All of lore.kernel.org
 help / color / mirror / Atom feed
From: Elijah Newren <newren@gmail.com>
To: Derrick Stolee <stolee@gmail.com>
Cc: Derrick Stolee via GitGitGadget <gitgitgadget@gmail.com>,
	Git Mailing List <git@vger.kernel.org>,
	Derrick Stolee <derrickstolee@github.com>,
	Derrick Stolee <dstolee@microsoft.com>
Subject: Re: [PATCH 4/9] repository: add repo reference to index_state
Date: Wed, 20 Jan 2021 11:50:10 -0800	[thread overview]
Message-ID: <CABPp-BE7wg9YBvFidrQaB3EP+zNb3u9W9_VRhWFdsS85vuYP5A@mail.gmail.com> (raw)
In-Reply-To: <f790db9c-0c6d-3661-93d9-0339e22c12ff@gmail.com>

On Wed, Jan 20, 2021 at 11:16 AM Derrick Stolee <stolee@gmail.com> wrote:
>
> On 1/20/2021 12:46 PM, Elijah Newren wrote:
> > On Wed, Jan 20, 2021 at 8:54 AM Derrick Stolee via GitGitGadget
> > <gitgitgadget@gmail.com> wrote:
> >>
> >> From: Derrick Stolee <dstolee@microsoft.com>
> >>
> >> It will be helpful to add behavior to index opertations that might
> >
> > s/opertations/operations/
>
> Thanks.
>
> >> trigger an object lookup.
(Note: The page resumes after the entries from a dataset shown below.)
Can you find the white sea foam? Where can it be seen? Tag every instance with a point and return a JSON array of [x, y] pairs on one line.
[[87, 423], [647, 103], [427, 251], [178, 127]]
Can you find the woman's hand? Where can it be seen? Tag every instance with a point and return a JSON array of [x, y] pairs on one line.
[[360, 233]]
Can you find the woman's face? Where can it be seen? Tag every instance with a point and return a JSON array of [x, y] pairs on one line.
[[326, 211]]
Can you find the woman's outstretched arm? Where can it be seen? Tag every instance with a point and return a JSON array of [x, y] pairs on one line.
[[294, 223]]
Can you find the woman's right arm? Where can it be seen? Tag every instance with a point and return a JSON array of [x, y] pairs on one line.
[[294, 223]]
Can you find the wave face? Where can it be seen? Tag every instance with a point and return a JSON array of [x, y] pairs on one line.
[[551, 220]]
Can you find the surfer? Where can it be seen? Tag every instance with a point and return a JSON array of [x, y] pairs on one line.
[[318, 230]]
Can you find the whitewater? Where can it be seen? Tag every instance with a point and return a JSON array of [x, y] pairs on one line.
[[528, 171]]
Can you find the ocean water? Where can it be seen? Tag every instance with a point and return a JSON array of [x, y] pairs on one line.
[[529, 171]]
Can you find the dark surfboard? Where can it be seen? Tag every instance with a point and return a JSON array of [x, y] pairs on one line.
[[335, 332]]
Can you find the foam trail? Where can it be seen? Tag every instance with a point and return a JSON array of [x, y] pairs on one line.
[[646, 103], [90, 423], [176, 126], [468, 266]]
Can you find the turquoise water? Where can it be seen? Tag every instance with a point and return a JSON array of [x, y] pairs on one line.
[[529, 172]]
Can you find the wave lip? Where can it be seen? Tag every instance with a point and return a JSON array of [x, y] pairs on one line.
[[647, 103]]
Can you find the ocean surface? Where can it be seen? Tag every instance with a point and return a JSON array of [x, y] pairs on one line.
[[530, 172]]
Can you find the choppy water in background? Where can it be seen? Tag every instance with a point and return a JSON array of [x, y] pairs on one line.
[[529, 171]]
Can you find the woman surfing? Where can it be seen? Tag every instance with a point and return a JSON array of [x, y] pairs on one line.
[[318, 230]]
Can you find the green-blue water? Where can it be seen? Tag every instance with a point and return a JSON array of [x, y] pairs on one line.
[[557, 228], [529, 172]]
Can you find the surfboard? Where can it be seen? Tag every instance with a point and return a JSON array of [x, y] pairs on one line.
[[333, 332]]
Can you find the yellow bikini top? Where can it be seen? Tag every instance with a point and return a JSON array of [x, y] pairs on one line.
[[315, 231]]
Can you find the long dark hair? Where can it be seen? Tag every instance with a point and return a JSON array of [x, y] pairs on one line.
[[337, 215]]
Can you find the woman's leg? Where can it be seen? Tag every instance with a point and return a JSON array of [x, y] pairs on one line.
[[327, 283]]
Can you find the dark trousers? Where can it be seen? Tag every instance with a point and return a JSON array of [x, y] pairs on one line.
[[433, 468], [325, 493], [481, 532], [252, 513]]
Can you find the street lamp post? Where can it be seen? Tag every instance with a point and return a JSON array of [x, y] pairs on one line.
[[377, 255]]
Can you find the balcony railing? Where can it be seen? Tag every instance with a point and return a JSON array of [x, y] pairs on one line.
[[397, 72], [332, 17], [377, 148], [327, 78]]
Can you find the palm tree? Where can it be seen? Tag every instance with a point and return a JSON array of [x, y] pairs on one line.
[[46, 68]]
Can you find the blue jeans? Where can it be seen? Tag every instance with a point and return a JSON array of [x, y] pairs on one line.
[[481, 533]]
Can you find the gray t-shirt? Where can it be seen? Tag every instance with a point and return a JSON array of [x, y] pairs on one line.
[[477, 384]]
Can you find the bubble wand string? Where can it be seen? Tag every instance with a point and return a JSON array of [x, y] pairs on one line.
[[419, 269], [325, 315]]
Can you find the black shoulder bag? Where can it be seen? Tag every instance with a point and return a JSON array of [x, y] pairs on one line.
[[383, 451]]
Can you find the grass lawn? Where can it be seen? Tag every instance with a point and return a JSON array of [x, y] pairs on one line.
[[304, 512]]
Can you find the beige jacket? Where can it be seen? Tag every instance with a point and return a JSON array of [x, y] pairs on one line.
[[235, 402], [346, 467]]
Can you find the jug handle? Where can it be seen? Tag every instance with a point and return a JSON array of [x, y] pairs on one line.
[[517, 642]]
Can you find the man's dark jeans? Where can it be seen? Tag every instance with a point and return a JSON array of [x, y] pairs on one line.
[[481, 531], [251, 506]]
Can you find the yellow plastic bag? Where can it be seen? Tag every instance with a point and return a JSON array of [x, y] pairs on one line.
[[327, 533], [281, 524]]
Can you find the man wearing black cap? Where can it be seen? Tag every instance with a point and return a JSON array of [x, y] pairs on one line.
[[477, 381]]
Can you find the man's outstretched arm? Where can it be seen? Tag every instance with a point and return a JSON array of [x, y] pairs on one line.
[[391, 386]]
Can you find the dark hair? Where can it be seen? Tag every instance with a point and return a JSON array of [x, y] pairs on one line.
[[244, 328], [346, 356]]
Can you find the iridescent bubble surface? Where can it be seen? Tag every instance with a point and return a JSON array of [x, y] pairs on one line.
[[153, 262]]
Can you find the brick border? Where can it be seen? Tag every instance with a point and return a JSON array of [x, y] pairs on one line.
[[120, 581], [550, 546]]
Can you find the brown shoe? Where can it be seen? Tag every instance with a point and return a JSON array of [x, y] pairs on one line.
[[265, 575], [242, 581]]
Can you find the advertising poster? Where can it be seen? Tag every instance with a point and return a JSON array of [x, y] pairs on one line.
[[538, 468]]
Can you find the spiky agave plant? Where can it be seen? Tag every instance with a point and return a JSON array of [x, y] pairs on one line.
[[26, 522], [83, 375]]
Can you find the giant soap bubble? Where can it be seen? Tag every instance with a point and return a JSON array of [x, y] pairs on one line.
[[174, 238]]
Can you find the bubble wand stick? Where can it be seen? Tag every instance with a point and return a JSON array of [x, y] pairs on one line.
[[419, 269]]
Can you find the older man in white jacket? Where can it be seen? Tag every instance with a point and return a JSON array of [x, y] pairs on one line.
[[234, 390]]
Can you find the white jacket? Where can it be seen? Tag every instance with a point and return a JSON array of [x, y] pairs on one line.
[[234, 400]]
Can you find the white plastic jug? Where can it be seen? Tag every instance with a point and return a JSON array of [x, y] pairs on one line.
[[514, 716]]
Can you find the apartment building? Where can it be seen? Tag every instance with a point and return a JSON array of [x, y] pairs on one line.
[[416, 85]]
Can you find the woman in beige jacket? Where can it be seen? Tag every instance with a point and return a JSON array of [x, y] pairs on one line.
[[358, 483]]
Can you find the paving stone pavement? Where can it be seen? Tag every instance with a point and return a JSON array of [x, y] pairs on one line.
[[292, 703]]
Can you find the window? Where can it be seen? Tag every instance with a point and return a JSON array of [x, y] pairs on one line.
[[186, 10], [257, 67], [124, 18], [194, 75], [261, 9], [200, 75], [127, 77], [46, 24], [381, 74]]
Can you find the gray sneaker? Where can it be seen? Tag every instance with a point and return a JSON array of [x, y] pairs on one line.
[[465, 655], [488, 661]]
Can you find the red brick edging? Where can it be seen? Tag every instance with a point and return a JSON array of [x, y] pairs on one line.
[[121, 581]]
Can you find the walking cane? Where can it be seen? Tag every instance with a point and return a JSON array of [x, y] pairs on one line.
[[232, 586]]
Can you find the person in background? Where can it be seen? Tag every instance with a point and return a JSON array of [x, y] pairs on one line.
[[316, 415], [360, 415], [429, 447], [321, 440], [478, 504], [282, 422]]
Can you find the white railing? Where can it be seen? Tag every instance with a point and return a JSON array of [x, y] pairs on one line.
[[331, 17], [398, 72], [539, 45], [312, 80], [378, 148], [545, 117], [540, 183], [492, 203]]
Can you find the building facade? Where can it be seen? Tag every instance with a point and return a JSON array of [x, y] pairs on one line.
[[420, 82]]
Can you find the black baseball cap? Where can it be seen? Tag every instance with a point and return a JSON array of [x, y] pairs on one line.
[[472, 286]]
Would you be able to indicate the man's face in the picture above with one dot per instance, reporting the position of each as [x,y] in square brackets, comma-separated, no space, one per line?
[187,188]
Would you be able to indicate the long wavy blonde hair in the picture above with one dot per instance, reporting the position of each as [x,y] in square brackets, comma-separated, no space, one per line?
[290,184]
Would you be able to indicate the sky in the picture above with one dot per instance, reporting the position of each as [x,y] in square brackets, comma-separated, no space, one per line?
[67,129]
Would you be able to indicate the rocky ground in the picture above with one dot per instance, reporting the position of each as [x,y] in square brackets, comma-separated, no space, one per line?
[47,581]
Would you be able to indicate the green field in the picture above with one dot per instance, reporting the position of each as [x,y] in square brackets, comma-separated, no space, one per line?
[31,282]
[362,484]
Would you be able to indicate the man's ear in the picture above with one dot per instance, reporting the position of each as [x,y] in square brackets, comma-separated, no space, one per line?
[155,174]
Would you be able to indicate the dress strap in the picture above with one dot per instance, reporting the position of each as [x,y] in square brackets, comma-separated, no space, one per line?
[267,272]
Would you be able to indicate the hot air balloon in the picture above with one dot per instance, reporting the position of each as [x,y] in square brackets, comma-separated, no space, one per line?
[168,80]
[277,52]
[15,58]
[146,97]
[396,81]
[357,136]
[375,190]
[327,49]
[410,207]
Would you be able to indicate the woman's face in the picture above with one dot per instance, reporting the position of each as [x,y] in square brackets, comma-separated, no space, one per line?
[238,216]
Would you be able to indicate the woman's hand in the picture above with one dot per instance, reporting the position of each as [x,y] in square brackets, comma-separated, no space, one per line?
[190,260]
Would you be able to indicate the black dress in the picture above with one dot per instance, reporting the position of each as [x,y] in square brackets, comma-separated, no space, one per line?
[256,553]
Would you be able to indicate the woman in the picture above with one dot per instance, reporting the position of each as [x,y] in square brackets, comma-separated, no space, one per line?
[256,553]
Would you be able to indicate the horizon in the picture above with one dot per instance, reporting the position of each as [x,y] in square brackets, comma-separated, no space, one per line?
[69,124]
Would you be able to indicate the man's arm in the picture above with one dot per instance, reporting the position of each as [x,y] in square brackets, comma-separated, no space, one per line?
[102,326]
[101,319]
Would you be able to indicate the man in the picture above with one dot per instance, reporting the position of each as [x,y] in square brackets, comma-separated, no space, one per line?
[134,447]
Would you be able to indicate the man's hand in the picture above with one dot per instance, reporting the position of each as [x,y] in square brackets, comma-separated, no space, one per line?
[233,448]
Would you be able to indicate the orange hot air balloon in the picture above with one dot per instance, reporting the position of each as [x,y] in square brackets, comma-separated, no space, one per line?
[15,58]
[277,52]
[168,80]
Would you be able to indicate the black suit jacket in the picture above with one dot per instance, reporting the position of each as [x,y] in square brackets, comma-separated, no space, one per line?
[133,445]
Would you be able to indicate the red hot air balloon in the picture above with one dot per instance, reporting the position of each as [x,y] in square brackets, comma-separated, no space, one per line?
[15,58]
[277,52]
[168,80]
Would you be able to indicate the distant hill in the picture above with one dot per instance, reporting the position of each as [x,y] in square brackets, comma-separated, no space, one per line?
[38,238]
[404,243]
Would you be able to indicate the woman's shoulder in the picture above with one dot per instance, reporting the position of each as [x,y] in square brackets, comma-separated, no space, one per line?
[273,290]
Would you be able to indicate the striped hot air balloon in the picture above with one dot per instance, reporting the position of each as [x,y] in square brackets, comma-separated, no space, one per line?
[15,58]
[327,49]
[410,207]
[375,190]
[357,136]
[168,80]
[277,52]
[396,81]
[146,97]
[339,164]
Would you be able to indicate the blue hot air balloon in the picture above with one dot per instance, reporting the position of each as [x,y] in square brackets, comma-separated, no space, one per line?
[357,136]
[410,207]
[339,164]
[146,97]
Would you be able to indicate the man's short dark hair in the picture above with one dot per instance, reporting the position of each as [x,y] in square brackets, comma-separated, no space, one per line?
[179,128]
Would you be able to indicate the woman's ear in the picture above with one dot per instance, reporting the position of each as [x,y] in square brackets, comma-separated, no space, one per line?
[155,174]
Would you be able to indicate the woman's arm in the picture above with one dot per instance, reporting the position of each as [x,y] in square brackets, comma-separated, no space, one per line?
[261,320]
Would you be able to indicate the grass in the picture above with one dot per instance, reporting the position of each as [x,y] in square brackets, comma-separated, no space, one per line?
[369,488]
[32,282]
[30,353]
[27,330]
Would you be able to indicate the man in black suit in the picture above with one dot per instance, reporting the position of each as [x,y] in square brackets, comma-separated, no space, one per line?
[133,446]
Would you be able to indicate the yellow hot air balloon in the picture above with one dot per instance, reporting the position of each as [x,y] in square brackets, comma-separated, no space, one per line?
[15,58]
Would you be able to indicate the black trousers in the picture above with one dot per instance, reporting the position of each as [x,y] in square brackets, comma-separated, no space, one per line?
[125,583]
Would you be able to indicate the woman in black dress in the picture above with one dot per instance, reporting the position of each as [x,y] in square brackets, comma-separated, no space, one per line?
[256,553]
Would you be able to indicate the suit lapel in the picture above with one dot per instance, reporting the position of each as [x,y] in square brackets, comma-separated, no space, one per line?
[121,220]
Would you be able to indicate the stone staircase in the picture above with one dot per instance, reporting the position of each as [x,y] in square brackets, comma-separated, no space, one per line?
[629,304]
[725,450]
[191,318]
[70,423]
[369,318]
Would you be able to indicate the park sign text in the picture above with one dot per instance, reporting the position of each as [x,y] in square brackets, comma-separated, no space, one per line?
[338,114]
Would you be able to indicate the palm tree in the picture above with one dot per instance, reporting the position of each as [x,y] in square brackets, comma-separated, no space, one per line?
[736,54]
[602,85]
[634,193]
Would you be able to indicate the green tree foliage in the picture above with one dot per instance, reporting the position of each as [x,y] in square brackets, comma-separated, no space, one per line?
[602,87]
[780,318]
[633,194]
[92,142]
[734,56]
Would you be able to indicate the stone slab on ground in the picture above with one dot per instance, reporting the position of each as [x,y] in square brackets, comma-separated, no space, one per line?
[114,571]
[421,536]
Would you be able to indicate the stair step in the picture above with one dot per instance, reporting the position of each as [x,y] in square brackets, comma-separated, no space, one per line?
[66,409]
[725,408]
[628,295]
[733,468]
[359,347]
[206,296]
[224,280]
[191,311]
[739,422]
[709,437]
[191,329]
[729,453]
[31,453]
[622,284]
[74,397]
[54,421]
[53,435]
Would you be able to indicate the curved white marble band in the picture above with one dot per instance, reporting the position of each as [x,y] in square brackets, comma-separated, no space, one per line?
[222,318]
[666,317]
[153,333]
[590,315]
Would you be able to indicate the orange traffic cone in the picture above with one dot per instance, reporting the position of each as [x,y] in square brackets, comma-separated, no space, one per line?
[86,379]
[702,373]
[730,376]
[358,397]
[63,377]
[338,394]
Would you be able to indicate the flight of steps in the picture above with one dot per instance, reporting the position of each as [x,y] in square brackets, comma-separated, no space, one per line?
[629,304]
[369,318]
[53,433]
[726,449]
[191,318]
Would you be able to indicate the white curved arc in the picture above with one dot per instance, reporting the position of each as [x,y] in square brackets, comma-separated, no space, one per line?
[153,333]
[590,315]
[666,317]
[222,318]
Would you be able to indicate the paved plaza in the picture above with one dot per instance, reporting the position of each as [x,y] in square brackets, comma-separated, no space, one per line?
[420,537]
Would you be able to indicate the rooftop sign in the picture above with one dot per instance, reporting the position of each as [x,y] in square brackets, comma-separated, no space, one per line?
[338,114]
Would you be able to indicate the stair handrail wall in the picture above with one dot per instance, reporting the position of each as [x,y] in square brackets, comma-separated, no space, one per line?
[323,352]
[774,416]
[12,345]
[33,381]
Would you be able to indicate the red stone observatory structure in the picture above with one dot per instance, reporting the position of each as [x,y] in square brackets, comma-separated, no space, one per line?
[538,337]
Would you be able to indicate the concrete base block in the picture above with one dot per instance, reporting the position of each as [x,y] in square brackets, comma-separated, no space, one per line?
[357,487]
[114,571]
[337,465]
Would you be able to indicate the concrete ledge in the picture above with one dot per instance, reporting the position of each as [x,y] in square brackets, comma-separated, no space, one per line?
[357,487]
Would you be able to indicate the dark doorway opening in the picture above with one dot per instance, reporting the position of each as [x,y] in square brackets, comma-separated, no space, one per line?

Since each index belongs to a specific
> >> repository, add a 'repo' pointer to struct index_state that allows
> >> access to this repository.
> >>
> >> This will prevent future changes from needing to pass an additional
> >> 'struct repository *repo' parameter and instead rely only on the 'struct
> >> index_state *istate' parameter.
> >>
> >> Signed-off-by: Derrick Stolee <dstolee@microsoft.com>
> >> ---
> >>  cache.h      | 1 +
> >>  repository.c | 4 ++++
> >>  2 files changed, 5 insertions(+)
> >>
> >> diff --git a/cache.h b/cache.h
> >> index 71097657489..f9c7a603841 100644
> >> --- a/cache.h
> >> +++ b/cache.h
> >> @@ -328,6 +328,7 @@ struct index_state {
> >>         struct ewah_bitmap *fsmonitor_dirty;
> >>         struct mem_pool *ce_mem_pool;
> >>         struct progress *progress;
> >> +       struct repository *repo;
> >>  };
> >>
> >>  /* Name hashing */
> >> diff --git a/repository.c b/repository.c
> >> index a4174ddb062..67a4c1da2d9 100644
> >> --- a/repository.c
> >> +++ b/repository.c
> >> @@ -264,6 +264,10 @@ int repo_read_index(struct repository *repo)
> >>         if (!repo->index)
> >>                 repo->index = xcalloc(1, sizeof(*repo->index));
> >>
> >> +       /* Complete the double-reference */
> >> +       if (!repo->index->repo)
> >> +               repo->index->repo = repo;
> >> +
> >>         return read_index_from(repo->index, repo->index_file, repo->gitdir);
> >>  }
> >>
> >> --
> >> gitgitgadget
> >
> > Since we have repo->index and we have index->repo, which are intended
> > to be circular...what if they aren't?  Do we want or need to add
> > assertions anywhere that repo == repo->index->repo or that index ==
> > index->repo->index ?
>
> Here, we are pairing them together and the loop is complete. I don't
> view that as a permanent thing. This only initializes istate->repo
> when we are parsing an index from a file, but not when we create one
> in memory.
>
> I imagine it will be likely in some cases to have multiple index_state
> instances for a single repository. However, having the pointer "this
> index belongs to this repository" seems helpful (to me).
>
> > My initial implementations of --remerge-diff[1] played around with
> > creating a second repo, with a different primary object store but
> > everything else the same.  The index for the two repository objects
> > was thus the same, and thus clearly would have violated this assumed
> > invariant for one of the two repos.  I discarded that initial
> > implementation (which I didn't quite have working) because I
> > discovered tmp-objdir.h and was able to add some
> > tmp_objdir_make_primary() and tmp_objdir_remove_as_primary() functions
> > that merely altered the existing repo's primary object store, but I'm
> > curious if there might be other cases of folks doing stuff that might
> > have weird failures with this new invariant.
>
> This is an interesting concept, and definitely violates my expectations
> that an index belongs to only one repository. I'd need to know more
> about why this was a good design decision before being convinced that
> the relationship should not be many-to-one (index-to-repo).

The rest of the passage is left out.